Astrotheology is the study of the relationship between celestial phenomena and religious belief — specifically the argument that the gods, myths and sacred narratives of human civilisation originated as personifications of the sun, moon, planets and constellations. The word combines astro (star, celestial) with theology (the study of the divine) — but its implications go far beyond academic study.
The core observation is simple and ancient: every culture that has ever existed has looked up at the same sky. The sun rises and sets, waxes and wanes through the seasons, dies at the winter solstice and is reborn three days later as the days begin to lengthen again. The moon cycles through its phases in 28 days. The planets move against the fixed stars in predictable patterns. The precession of the equinoxes shifts the backdrop of the heavens over a 26,000-year cycle. These are universal, observable, reliable phenomena — the natural basis for any religion that must function across generations without written records.
What astrotheologists argue is that the great religious narratives of humanity are encoded astronomy — that the story of a god born of a virgin at the winter solstice, who gathers twelve followers, dies and is resurrected, is not an account of historical events but a mythologised description of the sun's annual cycle through the twelve signs of the zodiac.
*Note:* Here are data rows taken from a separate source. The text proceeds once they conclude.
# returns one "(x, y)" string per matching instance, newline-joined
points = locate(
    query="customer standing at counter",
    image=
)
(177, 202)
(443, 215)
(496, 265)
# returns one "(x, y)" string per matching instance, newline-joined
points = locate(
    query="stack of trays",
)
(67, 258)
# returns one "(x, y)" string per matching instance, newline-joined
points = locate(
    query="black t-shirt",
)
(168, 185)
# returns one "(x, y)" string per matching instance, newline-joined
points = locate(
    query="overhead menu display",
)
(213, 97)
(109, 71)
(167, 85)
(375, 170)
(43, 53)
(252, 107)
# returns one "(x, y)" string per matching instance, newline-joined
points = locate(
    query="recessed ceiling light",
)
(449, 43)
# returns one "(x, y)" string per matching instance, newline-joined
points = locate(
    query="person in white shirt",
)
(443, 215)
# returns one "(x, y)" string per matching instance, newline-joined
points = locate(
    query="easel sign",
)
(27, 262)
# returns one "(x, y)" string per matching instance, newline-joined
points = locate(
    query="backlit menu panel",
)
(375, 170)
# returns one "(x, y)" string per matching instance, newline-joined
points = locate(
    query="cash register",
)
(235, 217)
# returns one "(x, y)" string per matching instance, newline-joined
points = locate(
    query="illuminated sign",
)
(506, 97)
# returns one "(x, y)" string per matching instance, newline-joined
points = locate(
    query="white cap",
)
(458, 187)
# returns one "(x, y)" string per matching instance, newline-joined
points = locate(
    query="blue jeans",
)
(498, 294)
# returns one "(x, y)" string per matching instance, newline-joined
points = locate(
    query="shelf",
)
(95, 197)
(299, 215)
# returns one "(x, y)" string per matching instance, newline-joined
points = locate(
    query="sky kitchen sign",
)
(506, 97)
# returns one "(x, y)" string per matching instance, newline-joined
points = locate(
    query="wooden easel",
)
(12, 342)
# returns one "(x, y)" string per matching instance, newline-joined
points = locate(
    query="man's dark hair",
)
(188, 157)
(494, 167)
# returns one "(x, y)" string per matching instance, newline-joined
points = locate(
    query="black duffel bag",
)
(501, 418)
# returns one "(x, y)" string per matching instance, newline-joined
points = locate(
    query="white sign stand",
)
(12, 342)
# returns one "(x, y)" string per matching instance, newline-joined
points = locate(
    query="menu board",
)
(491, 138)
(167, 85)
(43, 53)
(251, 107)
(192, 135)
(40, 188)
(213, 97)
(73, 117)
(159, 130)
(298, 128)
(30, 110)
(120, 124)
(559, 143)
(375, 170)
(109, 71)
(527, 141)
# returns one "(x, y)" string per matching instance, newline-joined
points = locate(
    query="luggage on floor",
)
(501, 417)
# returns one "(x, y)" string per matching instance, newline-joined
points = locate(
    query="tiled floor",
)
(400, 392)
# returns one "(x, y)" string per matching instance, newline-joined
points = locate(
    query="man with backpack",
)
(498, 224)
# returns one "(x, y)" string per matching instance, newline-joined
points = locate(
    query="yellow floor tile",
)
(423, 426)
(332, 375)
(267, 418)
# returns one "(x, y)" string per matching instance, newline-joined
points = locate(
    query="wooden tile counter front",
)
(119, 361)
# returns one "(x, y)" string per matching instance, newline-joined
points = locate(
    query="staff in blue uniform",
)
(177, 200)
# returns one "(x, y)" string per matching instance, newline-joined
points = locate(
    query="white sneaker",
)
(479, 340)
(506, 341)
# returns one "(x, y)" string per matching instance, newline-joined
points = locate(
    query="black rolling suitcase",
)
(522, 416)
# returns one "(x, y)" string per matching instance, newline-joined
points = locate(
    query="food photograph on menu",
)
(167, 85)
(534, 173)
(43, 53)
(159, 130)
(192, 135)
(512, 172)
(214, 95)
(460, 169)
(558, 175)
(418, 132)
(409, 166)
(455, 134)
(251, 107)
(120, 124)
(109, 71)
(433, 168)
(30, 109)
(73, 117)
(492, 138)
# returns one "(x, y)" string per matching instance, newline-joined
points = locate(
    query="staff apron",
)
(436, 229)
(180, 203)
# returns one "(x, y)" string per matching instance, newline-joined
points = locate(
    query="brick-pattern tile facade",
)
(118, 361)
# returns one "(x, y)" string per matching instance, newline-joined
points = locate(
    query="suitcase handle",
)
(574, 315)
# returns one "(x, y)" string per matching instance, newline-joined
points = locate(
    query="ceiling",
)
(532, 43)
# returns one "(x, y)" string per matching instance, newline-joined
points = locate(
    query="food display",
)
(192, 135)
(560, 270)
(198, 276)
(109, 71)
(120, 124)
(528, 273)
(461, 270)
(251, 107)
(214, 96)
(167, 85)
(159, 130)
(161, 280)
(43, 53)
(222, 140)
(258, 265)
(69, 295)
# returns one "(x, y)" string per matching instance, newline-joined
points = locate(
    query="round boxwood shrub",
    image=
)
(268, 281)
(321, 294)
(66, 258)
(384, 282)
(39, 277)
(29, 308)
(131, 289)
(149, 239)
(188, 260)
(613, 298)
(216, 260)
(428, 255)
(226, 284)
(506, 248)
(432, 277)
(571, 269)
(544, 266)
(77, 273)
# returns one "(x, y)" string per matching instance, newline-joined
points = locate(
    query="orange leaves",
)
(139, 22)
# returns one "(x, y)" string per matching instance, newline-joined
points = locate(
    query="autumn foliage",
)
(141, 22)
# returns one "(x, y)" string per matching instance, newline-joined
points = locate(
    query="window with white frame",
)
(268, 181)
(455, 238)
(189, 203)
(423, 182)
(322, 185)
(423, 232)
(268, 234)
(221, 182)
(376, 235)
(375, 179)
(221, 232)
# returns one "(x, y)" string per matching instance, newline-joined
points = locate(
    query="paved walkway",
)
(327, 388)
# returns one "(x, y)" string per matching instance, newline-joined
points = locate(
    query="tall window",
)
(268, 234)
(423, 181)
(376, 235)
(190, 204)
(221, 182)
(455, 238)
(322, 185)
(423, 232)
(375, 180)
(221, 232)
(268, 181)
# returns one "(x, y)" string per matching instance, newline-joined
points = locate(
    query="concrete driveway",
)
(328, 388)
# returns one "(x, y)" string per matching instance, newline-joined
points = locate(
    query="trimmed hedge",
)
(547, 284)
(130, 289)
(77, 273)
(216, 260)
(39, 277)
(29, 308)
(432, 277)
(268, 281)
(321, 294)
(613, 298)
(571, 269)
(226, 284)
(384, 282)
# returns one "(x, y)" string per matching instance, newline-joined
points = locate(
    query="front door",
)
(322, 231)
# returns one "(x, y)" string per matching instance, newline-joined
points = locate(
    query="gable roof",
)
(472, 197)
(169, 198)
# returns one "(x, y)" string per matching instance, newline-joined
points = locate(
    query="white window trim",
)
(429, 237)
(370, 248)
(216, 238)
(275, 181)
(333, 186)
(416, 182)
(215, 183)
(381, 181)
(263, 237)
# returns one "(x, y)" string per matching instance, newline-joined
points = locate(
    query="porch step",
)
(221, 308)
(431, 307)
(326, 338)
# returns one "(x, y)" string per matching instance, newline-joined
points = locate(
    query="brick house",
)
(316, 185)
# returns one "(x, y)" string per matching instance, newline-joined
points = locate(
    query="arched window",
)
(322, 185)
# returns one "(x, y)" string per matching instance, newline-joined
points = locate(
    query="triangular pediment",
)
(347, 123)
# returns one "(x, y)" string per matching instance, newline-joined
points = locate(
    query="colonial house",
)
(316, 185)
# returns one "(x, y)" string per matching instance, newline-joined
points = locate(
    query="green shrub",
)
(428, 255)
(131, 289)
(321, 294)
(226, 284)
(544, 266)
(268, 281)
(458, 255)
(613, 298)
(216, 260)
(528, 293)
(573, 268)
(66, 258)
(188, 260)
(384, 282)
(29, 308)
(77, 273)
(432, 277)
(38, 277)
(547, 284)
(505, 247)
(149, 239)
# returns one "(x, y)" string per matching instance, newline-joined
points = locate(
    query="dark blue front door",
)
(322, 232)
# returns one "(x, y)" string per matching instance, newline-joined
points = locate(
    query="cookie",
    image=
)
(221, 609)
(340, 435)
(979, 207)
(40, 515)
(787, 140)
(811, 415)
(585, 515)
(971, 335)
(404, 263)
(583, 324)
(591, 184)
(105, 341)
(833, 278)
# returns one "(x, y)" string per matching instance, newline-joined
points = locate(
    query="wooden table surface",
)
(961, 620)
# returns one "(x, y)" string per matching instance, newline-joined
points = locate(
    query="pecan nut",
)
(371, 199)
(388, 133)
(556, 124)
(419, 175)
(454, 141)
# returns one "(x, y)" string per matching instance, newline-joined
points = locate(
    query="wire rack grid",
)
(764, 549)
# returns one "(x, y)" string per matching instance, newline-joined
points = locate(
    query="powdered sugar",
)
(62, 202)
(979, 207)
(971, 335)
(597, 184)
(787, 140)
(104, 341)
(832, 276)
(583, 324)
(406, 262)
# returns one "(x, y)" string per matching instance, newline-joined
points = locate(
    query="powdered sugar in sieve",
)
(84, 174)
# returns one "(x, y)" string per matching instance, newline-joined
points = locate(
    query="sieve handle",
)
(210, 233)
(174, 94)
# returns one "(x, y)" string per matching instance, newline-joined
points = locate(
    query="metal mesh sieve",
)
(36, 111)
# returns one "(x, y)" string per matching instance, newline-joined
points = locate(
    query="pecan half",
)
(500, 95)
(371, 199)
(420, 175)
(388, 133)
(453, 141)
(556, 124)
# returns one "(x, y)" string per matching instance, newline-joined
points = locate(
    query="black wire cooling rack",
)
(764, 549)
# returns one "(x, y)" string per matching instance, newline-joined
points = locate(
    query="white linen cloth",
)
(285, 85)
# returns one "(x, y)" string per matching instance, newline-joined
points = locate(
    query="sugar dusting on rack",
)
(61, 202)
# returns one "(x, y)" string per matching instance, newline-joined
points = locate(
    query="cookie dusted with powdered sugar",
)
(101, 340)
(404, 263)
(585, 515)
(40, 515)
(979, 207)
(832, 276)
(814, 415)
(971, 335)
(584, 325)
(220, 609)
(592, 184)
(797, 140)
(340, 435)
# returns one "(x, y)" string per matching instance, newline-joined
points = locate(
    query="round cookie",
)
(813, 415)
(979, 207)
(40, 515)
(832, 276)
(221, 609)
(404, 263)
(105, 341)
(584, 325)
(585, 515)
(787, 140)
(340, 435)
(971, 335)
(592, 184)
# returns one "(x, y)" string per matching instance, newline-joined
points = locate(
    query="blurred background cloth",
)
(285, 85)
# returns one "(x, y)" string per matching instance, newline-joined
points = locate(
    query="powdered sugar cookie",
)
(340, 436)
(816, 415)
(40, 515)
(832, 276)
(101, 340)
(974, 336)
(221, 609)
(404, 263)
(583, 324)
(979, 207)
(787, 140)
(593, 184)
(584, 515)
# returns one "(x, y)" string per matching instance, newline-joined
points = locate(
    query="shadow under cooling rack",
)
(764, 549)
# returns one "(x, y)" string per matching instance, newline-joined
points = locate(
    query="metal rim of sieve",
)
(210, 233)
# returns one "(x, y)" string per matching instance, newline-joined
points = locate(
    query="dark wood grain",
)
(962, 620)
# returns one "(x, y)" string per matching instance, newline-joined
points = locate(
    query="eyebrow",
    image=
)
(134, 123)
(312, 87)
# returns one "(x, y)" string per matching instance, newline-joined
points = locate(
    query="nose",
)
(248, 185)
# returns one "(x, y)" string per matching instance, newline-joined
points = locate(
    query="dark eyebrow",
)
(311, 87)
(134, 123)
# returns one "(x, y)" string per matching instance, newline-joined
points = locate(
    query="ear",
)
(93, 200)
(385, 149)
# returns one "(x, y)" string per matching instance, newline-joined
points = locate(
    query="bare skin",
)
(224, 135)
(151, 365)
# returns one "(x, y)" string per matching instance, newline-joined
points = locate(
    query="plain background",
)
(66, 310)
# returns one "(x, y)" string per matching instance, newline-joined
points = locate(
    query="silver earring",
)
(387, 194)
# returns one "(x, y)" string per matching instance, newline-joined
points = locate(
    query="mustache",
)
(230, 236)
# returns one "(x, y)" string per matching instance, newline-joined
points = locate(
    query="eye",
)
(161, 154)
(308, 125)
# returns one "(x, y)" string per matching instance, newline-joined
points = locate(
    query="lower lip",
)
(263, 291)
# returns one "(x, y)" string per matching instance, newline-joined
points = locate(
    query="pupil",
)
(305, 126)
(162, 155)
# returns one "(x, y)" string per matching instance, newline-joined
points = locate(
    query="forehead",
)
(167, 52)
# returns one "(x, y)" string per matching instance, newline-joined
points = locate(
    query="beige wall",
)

The "virgin" is the constellation Virgo on the eastern horizon at the moment of sunrise on the winter solstice. The "twelve disciples" are the twelve zodiacal signs the sun passes through in a year. The death and resurrection is the sun's apparent standstill at its lowest point (December 22) for three days before it begins to rise again — the origin of the Christian Easter narrative that falls at the spring equinox, when light finally overcomes darkness.